D'autres compagnies ont conclu des accords in extremis avec la justice pour éviter de comparaître. Le laboratoire Johnson et Johnson a ainsi accepté dimanche de payer 230 millions de dollars et d'arrêter la production et la vente de ces substances.
Le procès oppose au final 70 entités publiques à huit géants du secteur, dont le groupe pharmaceutique Teva, le distributeur Cardinal Health ou les pharmacies Walgreens.
Ils devront justifier les stratégies marketing adoptées à la fin des années 1990 et qui ont, selon les plaignants, encouragé les médecins à prescrire ces médicaments anti-douleurs malgré leur nature très addictive.
"Les producteurs ont induit les médecins et les patients en erreur en assurant que le risque de dépendance était rare", a lancé à l'ouverture des débats Jayne Conroy, qui représente le comté de Suffolk. "Je veux que vous pensiez à Pinocchio, à son nez qui s'allonge, quand vous entendrez leurs mensonges", a-t-elle ajouté à l'adresse des jurés.

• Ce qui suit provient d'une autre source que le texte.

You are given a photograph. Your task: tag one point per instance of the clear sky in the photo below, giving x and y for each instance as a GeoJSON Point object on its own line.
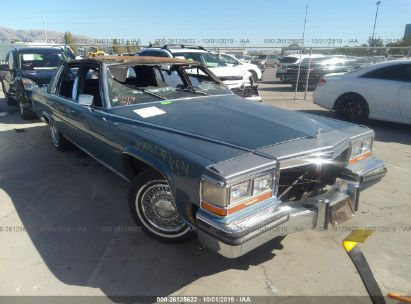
{"type": "Point", "coordinates": [254, 20]}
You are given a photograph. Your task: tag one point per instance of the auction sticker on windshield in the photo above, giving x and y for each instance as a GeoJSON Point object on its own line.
{"type": "Point", "coordinates": [149, 112]}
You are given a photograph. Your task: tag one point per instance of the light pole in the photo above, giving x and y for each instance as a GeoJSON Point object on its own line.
{"type": "Point", "coordinates": [375, 22]}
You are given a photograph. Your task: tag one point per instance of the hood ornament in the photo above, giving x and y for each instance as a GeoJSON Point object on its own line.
{"type": "Point", "coordinates": [317, 133]}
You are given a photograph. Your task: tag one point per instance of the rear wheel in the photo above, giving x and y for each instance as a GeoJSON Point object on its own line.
{"type": "Point", "coordinates": [9, 100]}
{"type": "Point", "coordinates": [24, 113]}
{"type": "Point", "coordinates": [352, 107]}
{"type": "Point", "coordinates": [152, 205]}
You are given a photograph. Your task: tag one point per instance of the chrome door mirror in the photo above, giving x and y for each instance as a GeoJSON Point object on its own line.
{"type": "Point", "coordinates": [85, 99]}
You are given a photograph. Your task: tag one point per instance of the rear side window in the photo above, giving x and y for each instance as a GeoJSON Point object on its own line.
{"type": "Point", "coordinates": [289, 60]}
{"type": "Point", "coordinates": [399, 72]}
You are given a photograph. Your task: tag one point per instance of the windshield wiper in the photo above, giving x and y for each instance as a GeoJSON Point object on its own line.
{"type": "Point", "coordinates": [148, 92]}
{"type": "Point", "coordinates": [192, 89]}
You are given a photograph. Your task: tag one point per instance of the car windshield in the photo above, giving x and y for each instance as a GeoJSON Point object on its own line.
{"type": "Point", "coordinates": [209, 60]}
{"type": "Point", "coordinates": [43, 60]}
{"type": "Point", "coordinates": [130, 84]}
{"type": "Point", "coordinates": [289, 59]}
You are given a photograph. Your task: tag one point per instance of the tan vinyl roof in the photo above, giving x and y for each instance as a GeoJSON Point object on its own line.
{"type": "Point", "coordinates": [143, 59]}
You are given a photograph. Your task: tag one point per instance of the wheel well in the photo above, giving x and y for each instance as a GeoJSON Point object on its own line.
{"type": "Point", "coordinates": [341, 99]}
{"type": "Point", "coordinates": [133, 166]}
{"type": "Point", "coordinates": [46, 119]}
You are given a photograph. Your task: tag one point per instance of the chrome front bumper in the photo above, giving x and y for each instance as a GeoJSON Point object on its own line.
{"type": "Point", "coordinates": [240, 233]}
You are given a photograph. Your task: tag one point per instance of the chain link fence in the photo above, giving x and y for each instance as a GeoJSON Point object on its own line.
{"type": "Point", "coordinates": [300, 75]}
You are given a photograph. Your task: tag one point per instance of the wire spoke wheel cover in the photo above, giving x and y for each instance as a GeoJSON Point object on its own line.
{"type": "Point", "coordinates": [156, 209]}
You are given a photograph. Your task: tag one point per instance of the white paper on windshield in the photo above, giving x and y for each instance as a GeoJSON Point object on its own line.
{"type": "Point", "coordinates": [28, 57]}
{"type": "Point", "coordinates": [149, 112]}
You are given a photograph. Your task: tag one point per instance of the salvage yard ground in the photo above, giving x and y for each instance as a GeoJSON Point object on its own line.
{"type": "Point", "coordinates": [65, 228]}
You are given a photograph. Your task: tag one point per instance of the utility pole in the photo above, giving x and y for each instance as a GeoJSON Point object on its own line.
{"type": "Point", "coordinates": [375, 22]}
{"type": "Point", "coordinates": [301, 52]}
{"type": "Point", "coordinates": [44, 25]}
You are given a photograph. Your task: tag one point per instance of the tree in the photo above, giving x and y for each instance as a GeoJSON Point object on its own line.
{"type": "Point", "coordinates": [70, 41]}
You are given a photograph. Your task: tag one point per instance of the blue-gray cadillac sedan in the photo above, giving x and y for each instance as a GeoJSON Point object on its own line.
{"type": "Point", "coordinates": [203, 161]}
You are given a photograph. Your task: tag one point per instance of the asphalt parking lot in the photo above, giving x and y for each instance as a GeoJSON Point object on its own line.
{"type": "Point", "coordinates": [65, 228]}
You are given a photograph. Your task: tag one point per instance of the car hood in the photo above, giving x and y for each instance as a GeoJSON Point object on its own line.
{"type": "Point", "coordinates": [39, 76]}
{"type": "Point", "coordinates": [229, 119]}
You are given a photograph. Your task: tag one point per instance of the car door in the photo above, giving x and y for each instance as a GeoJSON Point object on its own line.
{"type": "Point", "coordinates": [8, 76]}
{"type": "Point", "coordinates": [381, 88]}
{"type": "Point", "coordinates": [404, 96]}
{"type": "Point", "coordinates": [64, 100]}
{"type": "Point", "coordinates": [93, 132]}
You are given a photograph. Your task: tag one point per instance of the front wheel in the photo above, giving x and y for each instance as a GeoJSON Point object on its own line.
{"type": "Point", "coordinates": [152, 205]}
{"type": "Point", "coordinates": [254, 75]}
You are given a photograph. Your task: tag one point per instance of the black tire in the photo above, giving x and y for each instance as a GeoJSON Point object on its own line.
{"type": "Point", "coordinates": [148, 187]}
{"type": "Point", "coordinates": [10, 101]}
{"type": "Point", "coordinates": [352, 107]}
{"type": "Point", "coordinates": [24, 113]}
{"type": "Point", "coordinates": [58, 140]}
{"type": "Point", "coordinates": [254, 75]}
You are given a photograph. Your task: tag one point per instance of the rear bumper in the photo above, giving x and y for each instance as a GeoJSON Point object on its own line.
{"type": "Point", "coordinates": [248, 230]}
{"type": "Point", "coordinates": [24, 97]}
{"type": "Point", "coordinates": [248, 92]}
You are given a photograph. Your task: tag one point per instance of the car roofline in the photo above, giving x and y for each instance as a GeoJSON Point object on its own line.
{"type": "Point", "coordinates": [137, 60]}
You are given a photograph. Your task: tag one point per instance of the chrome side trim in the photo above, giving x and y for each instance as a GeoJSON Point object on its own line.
{"type": "Point", "coordinates": [98, 160]}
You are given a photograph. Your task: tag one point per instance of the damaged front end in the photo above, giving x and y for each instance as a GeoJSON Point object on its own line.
{"type": "Point", "coordinates": [312, 190]}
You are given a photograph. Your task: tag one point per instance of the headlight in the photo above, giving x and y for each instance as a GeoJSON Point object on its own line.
{"type": "Point", "coordinates": [29, 84]}
{"type": "Point", "coordinates": [361, 150]}
{"type": "Point", "coordinates": [262, 184]}
{"type": "Point", "coordinates": [240, 192]}
{"type": "Point", "coordinates": [225, 200]}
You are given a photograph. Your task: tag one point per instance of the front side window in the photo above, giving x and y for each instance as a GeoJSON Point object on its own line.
{"type": "Point", "coordinates": [46, 60]}
{"type": "Point", "coordinates": [66, 84]}
{"type": "Point", "coordinates": [154, 53]}
{"type": "Point", "coordinates": [399, 72]}
{"type": "Point", "coordinates": [229, 59]}
{"type": "Point", "coordinates": [209, 60]}
{"type": "Point", "coordinates": [90, 84]}
{"type": "Point", "coordinates": [10, 60]}
{"type": "Point", "coordinates": [289, 60]}
{"type": "Point", "coordinates": [130, 84]}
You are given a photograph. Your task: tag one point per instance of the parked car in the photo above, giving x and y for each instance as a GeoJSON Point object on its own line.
{"type": "Point", "coordinates": [200, 159]}
{"type": "Point", "coordinates": [247, 58]}
{"type": "Point", "coordinates": [252, 68]}
{"type": "Point", "coordinates": [239, 80]}
{"type": "Point", "coordinates": [381, 91]}
{"type": "Point", "coordinates": [291, 60]}
{"type": "Point", "coordinates": [26, 69]}
{"type": "Point", "coordinates": [260, 61]}
{"type": "Point", "coordinates": [315, 68]}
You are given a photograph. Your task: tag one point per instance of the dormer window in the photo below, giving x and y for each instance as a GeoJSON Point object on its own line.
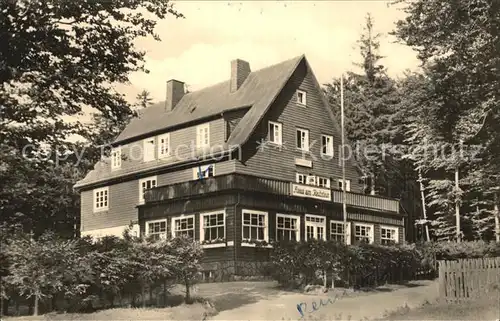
{"type": "Point", "coordinates": [301, 97]}
{"type": "Point", "coordinates": [116, 158]}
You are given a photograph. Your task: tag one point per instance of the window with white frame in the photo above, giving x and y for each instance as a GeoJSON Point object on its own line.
{"type": "Point", "coordinates": [275, 133]}
{"type": "Point", "coordinates": [389, 235]}
{"type": "Point", "coordinates": [149, 149]}
{"type": "Point", "coordinates": [101, 199]}
{"type": "Point", "coordinates": [144, 184]}
{"type": "Point", "coordinates": [363, 233]}
{"type": "Point", "coordinates": [323, 182]}
{"type": "Point", "coordinates": [302, 139]}
{"type": "Point", "coordinates": [301, 178]}
{"type": "Point", "coordinates": [156, 229]}
{"type": "Point", "coordinates": [315, 227]}
{"type": "Point", "coordinates": [327, 145]}
{"type": "Point", "coordinates": [204, 171]}
{"type": "Point", "coordinates": [347, 185]}
{"type": "Point", "coordinates": [116, 158]}
{"type": "Point", "coordinates": [254, 226]}
{"type": "Point", "coordinates": [203, 136]}
{"type": "Point", "coordinates": [212, 226]}
{"type": "Point", "coordinates": [337, 231]}
{"type": "Point", "coordinates": [301, 97]}
{"type": "Point", "coordinates": [163, 145]}
{"type": "Point", "coordinates": [287, 227]}
{"type": "Point", "coordinates": [183, 225]}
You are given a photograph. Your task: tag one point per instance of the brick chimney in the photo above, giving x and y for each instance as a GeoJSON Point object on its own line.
{"type": "Point", "coordinates": [240, 70]}
{"type": "Point", "coordinates": [175, 92]}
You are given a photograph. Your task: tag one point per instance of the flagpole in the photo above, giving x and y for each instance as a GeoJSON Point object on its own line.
{"type": "Point", "coordinates": [344, 195]}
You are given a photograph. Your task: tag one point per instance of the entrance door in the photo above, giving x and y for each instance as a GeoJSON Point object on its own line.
{"type": "Point", "coordinates": [315, 227]}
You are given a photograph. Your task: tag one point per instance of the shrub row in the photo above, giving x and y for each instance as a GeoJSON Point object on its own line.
{"type": "Point", "coordinates": [75, 275]}
{"type": "Point", "coordinates": [295, 264]}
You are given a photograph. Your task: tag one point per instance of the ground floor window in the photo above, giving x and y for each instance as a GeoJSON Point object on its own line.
{"type": "Point", "coordinates": [315, 227]}
{"type": "Point", "coordinates": [287, 227]}
{"type": "Point", "coordinates": [254, 226]}
{"type": "Point", "coordinates": [212, 226]}
{"type": "Point", "coordinates": [389, 235]}
{"type": "Point", "coordinates": [183, 225]}
{"type": "Point", "coordinates": [157, 229]}
{"type": "Point", "coordinates": [337, 231]}
{"type": "Point", "coordinates": [363, 233]}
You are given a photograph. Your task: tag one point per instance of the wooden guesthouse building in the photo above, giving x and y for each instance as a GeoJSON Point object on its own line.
{"type": "Point", "coordinates": [240, 163]}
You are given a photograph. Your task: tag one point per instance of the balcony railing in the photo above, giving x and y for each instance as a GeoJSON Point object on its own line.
{"type": "Point", "coordinates": [259, 184]}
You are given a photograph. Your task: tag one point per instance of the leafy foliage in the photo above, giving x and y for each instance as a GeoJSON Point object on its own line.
{"type": "Point", "coordinates": [60, 61]}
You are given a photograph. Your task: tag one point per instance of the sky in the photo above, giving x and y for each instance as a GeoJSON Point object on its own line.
{"type": "Point", "coordinates": [198, 49]}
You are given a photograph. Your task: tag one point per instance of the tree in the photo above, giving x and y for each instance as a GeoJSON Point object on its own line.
{"type": "Point", "coordinates": [458, 45]}
{"type": "Point", "coordinates": [61, 59]}
{"type": "Point", "coordinates": [371, 119]}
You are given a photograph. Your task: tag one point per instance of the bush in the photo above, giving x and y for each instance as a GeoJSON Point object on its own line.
{"type": "Point", "coordinates": [295, 264]}
{"type": "Point", "coordinates": [74, 274]}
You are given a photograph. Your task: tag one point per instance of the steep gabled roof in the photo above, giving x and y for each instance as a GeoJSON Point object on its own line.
{"type": "Point", "coordinates": [259, 88]}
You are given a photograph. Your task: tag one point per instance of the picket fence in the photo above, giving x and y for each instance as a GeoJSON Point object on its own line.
{"type": "Point", "coordinates": [469, 279]}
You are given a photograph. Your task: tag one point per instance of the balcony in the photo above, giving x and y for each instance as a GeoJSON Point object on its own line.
{"type": "Point", "coordinates": [259, 184]}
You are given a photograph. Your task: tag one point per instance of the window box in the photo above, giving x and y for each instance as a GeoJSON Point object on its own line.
{"type": "Point", "coordinates": [255, 243]}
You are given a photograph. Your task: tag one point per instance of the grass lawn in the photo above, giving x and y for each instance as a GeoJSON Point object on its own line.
{"type": "Point", "coordinates": [484, 309]}
{"type": "Point", "coordinates": [237, 300]}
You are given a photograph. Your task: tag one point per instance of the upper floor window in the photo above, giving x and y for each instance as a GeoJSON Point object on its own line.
{"type": "Point", "coordinates": [275, 133]}
{"type": "Point", "coordinates": [116, 158]}
{"type": "Point", "coordinates": [389, 235]}
{"type": "Point", "coordinates": [101, 199]}
{"type": "Point", "coordinates": [315, 227]}
{"type": "Point", "coordinates": [212, 226]}
{"type": "Point", "coordinates": [183, 225]}
{"type": "Point", "coordinates": [323, 182]}
{"type": "Point", "coordinates": [347, 185]}
{"type": "Point", "coordinates": [204, 171]}
{"type": "Point", "coordinates": [301, 178]}
{"type": "Point", "coordinates": [363, 233]}
{"type": "Point", "coordinates": [303, 139]}
{"type": "Point", "coordinates": [163, 145]}
{"type": "Point", "coordinates": [337, 231]}
{"type": "Point", "coordinates": [287, 227]}
{"type": "Point", "coordinates": [157, 229]}
{"type": "Point", "coordinates": [149, 149]}
{"type": "Point", "coordinates": [144, 184]}
{"type": "Point", "coordinates": [203, 135]}
{"type": "Point", "coordinates": [327, 145]}
{"type": "Point", "coordinates": [301, 97]}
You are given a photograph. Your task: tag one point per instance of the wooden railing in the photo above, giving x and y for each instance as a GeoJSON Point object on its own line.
{"type": "Point", "coordinates": [260, 184]}
{"type": "Point", "coordinates": [469, 279]}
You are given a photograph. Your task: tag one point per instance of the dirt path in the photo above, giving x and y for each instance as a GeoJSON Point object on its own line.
{"type": "Point", "coordinates": [363, 307]}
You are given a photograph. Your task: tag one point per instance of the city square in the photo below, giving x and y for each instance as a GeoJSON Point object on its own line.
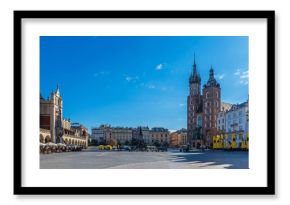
{"type": "Point", "coordinates": [165, 118]}
{"type": "Point", "coordinates": [92, 158]}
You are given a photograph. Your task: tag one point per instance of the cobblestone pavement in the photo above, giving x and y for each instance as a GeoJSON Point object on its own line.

"Leur priorité n'était pas de savoir si la drogue était dangereuse mais l'argent qu'ils pourraient gagner", a renchéri Hunter Shkolnik, pour le comté de Nassau, en déplorant que les médicaments anti-douleurs aient créé "un cercle d'addiction".
Devenus dépendants, de nombreux consommateurs ont augmenté leur consommation et se sont finalement tournés vers des drogues illicites comme l'héroïne et le fentanyl, un opiacé de synthèse très puissant.
Les accusés rétorquent que ces médicaments avaient été approuvées par les autorités de régulation et que leurs activités faisaient l'objet de contrôles.
De tels arguments ont été avancés dans d'autres juridictions. Mais c'est la première fois qu'un jury, constitué de six titulaires et six suppléants, a été constitué pour trancher. Et peu de dossiers réunissent autant d'acteurs, tous entourés d'un grand nombre d'avocats.
Faute de salle d'audience suffisamment grande, la justice new-yorkaise organise d'ailleurs le procès dans l'auditorium d'une université, à Central Islip sur Long Island. Les audiences devraient durer au minimum six à huit semaines.